Researchers have figured out a way to improve MRI scans by “lighting up” certain parts of the body using thin layers of diamonds and quantum mechanics.
Imagine a harmless solution or gas containing sub-atomic particles manipulated by quantum technology that when injected or inhaled would “light up” your molecular insides, so they could be scanned at a detail hundreds of times that of the strongest MRI machine. It could lead to faster, cheaper, and more accurate diagnosis of certain tumors, for example, at a molecular level.
But this isn’t science fiction—it is theoretically possible and a group of quantum physicists have now shown how it can be done by using light shone through incredibly thin layers of synthetic diamond crystals containing quantum probes.
In results published in Nature Communications, the scientists were able to use the light shone through a diamond layer 100 microns thick to change the magnetic spin of nuclei (the particles at the heart of atoms) within molecules on the diamond surface so that they “hyperpolarize” or line up in the same way. By doing so, the different nuclei produce a stronger magnetic field among themselves.

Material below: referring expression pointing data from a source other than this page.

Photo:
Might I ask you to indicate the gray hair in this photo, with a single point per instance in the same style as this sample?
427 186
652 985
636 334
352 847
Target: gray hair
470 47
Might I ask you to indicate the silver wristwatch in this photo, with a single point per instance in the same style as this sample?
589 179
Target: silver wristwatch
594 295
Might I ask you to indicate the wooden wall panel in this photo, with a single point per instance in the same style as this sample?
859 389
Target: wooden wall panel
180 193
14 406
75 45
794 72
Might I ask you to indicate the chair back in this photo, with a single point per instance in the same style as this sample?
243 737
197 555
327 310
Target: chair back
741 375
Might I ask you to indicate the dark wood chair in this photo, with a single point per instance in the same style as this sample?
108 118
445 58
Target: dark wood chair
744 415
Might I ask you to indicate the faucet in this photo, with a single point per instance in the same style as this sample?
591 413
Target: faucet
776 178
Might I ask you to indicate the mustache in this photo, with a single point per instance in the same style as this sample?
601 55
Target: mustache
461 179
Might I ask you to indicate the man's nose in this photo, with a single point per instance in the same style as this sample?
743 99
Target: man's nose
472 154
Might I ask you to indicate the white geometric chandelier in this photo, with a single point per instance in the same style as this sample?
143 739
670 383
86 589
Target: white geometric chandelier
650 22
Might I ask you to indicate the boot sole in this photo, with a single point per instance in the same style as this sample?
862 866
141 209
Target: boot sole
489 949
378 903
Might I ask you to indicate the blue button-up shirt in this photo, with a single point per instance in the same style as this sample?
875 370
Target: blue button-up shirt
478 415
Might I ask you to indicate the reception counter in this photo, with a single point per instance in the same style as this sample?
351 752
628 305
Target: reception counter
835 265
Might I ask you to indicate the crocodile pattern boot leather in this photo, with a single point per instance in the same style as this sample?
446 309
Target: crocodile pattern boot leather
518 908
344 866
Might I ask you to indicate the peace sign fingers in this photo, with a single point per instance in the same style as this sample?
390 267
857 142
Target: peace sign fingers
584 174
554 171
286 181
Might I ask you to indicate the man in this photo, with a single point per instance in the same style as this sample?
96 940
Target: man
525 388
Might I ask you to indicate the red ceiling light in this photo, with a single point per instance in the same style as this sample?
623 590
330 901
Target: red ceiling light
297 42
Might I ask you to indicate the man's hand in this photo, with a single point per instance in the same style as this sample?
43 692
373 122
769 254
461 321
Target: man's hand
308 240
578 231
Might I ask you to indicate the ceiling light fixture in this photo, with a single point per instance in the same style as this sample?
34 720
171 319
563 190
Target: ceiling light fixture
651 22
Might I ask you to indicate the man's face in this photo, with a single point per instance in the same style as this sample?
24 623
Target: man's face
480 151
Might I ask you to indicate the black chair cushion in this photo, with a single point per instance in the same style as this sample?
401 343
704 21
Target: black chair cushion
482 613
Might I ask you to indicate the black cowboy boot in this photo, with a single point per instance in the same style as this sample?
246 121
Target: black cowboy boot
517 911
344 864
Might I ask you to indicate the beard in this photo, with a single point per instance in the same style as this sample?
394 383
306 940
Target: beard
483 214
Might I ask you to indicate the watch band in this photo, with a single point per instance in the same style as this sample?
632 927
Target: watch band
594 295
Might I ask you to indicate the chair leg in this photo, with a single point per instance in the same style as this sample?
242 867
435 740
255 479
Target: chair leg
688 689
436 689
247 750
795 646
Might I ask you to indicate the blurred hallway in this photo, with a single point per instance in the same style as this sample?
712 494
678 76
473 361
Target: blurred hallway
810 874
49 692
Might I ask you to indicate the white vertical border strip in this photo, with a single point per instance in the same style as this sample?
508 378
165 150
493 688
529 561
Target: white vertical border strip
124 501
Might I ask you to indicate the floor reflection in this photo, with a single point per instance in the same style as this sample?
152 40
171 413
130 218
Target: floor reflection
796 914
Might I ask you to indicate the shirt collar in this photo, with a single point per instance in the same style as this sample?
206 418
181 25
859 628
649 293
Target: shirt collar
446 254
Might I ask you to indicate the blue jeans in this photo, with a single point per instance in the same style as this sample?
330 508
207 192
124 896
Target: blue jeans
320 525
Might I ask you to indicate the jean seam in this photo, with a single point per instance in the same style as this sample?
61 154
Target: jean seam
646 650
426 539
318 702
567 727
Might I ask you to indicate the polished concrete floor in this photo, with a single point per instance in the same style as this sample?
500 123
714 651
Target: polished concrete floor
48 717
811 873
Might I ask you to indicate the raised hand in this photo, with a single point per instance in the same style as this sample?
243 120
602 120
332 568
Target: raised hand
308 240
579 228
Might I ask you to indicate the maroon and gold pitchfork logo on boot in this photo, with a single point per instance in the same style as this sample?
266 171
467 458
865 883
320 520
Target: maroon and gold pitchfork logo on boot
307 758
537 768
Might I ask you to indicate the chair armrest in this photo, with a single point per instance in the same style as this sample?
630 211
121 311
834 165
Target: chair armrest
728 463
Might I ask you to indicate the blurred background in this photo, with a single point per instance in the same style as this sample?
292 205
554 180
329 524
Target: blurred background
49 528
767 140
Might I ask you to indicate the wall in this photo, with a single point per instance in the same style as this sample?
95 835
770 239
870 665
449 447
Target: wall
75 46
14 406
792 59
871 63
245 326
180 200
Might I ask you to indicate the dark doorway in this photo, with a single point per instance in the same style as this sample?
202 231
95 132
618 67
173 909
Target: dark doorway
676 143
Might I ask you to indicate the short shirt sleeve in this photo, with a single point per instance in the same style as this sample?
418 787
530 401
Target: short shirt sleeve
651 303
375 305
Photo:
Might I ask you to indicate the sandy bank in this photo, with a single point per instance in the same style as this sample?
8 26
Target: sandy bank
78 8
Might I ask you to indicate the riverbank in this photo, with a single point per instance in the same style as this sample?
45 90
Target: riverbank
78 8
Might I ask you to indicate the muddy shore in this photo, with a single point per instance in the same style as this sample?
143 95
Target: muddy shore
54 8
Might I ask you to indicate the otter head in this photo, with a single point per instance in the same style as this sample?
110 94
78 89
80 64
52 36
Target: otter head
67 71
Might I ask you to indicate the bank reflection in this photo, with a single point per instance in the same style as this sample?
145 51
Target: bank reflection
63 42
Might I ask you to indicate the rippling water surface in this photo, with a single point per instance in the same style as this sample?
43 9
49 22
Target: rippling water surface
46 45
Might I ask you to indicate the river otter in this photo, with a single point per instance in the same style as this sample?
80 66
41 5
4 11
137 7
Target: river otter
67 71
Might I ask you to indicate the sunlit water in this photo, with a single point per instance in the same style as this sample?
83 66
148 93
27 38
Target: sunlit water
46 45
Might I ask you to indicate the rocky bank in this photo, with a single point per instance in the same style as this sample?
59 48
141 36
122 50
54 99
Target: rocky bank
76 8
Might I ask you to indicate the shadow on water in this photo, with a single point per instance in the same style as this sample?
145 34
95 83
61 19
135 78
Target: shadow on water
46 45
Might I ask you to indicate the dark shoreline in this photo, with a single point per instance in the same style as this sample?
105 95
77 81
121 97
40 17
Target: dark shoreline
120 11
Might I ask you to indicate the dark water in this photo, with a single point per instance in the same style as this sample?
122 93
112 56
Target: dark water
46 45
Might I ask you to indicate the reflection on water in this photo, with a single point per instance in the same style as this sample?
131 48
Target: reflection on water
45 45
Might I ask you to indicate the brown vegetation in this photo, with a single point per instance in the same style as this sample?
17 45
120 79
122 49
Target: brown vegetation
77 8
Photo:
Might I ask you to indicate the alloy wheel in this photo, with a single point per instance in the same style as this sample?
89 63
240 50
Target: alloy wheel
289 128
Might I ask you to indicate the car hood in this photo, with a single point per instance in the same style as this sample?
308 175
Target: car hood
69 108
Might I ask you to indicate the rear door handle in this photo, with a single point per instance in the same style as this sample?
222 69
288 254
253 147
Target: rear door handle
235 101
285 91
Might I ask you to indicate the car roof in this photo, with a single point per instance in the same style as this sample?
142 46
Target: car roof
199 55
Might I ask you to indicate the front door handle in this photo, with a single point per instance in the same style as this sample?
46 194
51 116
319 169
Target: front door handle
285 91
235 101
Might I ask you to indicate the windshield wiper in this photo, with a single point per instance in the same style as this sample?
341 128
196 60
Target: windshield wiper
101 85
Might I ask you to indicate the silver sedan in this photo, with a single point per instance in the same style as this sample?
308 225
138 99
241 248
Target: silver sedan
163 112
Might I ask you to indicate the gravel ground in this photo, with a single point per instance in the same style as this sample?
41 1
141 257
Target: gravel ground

If a solution or gas containing bio-molecules quantum mechanically adjusted like this were to be injected, it would temporarily generate stronger magnetic fields at corresponding locations in the body.
“One of the applications is that it could allow us to improve the production of molecular contrast agents that target certain parts of the body and ‘light’ up magnetically, significantly increasing the amount of detail that can be picked up by an MRI scan,” says University of Melbourne postdoctoral research physicist Liam Hall.
Beating ‘brute force’
“Hyperpolarized bio-molecules can be injected into patients and travel to tumor sites where they can be monitored in real-time using MRI, or hyperpolarized gases could be inhaled for MRI imaging of the lungs and their function.”
Research team leader Lloyd Hollenberg, the University of Melbourne’s chair of physics, says their quantum technology approach to hyperpolarization is relatively simple in terms of the equipment involved, and has the potential to produce clinically relevant amounts of contrast agents at very high polarization level.
Typical “brute force” approaches to hyperpolarization of the nuclear spins in contrast agent molecules involve placing the sample in very high magnetic fields at very low temperatures – the higher the field, the more spins line up. At room temperature in an MRI machine at the largest magnetic fields considered safe, the level of polarization is extremely low—perhaps 1 spin per million—and dictates the resolution limit of MRI.
“In our experiment, we achieved a polarization level of around 50 percent for polymer molecules on the diamond surface—this is the first time it has been achieved using the diamond-based quantum technology,” says Hollenberg.
“To put it in context, achieving the same level of polarization by brute force we’d need to increase the power of a typical MRI field by a factor of 100,000, and you’re only going to find fields like that in a neutron star.”
While other techniques for hyperpolarization do exist, Hollenberg says the required infrastructure can rival the cost of the MRI machine itself.
Indeed, team member and PhD student David Broadway says their technique “achieves excellent results using fridge magnets and some atomic-level quantum mechanics”.
Green NV systems
That bit of quantum mechanics refers to the remarkable quantum properties of a naturally occurring defect in the lattice of diamond crystals known as the nitrogen-vacancy center (NV). What makes the NV defect special is that the spin of electrons inside the defect are quantum mechanical and can be lined up, or polarized, by illuminating it with a green laser.
“We optimize how the polarized NV center talks to, and effectively transfers its spin state to, the nuclear spins of molecules outside the diamond to line them up.
“In a sense, the quantum probe extracts random spin disorder from the (“hot”) target molecules to produce a (“cold”) spin-aligned state,” say. Hall, who came up with the theoretical concept.
Hall says this quantum mechanical transfer, which was demonstrated using a single quantum NV defect, could be used for solutions of bio-molecules passed over a green-lit diamond sheet containing many of these NV systems.
“Because we don’t modify the contrast agents beyond the polarization of their nuclear spins, this process doesn’t affect the biology or the physiology of a person in any way,” says Hall.
The key challenge now is for the researchers to scale-up the “quantum hyperpolarization” system to create sufficient volumes of contrasting agent molecules without the hyperpolarizing quantum NV probes being too closely packed and disrupting each other.
“If we can tick that box, we can then think about polarizing volumes of MRI contrast agents to a high level for use in MRI scanners found in research labs and hospitals,” says Hollenberg.